No, I’m not doing the Hokey-Cokey. I’m getting my head in knots about traffic circles.
Every Tuesday, someone from the Edmonton Police Service has an interactive session on Twitter to talk about the rules of the road. Today it was about traffic circles and the only thing that became clear to me is that no-one really understands the rules. Well, maybe the officer conducting the Twitter session does, but the rest of us are not entirely in agreement.
The biggest problem I had was in the use of the terms “inside” and “outside” when referring to traffic lanes. The confusion is created, in part, because these words have different meanings in the UK, Canada, and the US, and I have been a driver in all three places.
I once had to ask my brother-in-law in the US to stop giving me directions using “inside” and “outside” lanes when making a left turn because it made no sense to me. If the inside lane is the one next to the left turn median, then it becomes the outside land once you have turned, right? What was perfectly clear to him was clear as mud to me.

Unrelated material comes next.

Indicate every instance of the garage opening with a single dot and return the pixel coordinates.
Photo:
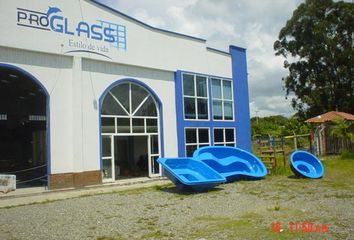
(23, 128)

It is understood that a racetrack’s inside lane is the one closest to the middle of the track. Since races are run counter-clockwise, I just assumed that the inside lane on a traffic circle in Canada and the US would be the one closest to the centre of the circle. Well, not necessarily. It seems that the two countries interpret the terms differently. The inside lane might be the one on the right, closest to the sidewalk, depending on who is doing the talking.
In today’s Twitter discussion, when it came to how and when to take an exit, the explanation was: “The outside lane must use the immediate exit or the following exit but cannot proceed past the second exit. They must also yield to the inside vehicle. The car in the inside lane can exit the immediate exit or the second or the third exit. (no changing lanes either)”. Here it would seem that the inside lane is the one on the left and the outside lane is on the right, just as in a racetrack. If you think of a traffic circle as having inner and outer circles, this makes perfect sense. However, if you were in the US, the terminology would be reversed. I think.
Another explanation in the discussion confirmed the racetrack/Canadian view: “The outside lane (right-hand lane) cannot go past the second exit. It must leave via the first or second. The inside lane (left-hand lane) can exit any exit and has the right of way. The outside car must yield to the inside car.”
The problem with this, though, is that this seems to apply only to traffic circles. Once on the highway, the inside lane is on the right and the outside lane is the passing lane on the left. Are you confused yet? I know I am.
It is somewhat encouraging to realize I am not alone in this. If you Google “inside and outside lanes” you will find that others have the same problem. You will also find it dawning on people in discussion forums that the terms are not universally understood.
There is no official definition of inside and outside lanes in Canada. That makes sense to me because the terms themselves do not make sense to me. I have decided never to talk about inside and outside traffic lanes ever again. From now on, I’m only talking about left and right and maybe making that L shape with my thumb and forefinger, just to be sure.
Knees bend, arms stretch, rah rah rah.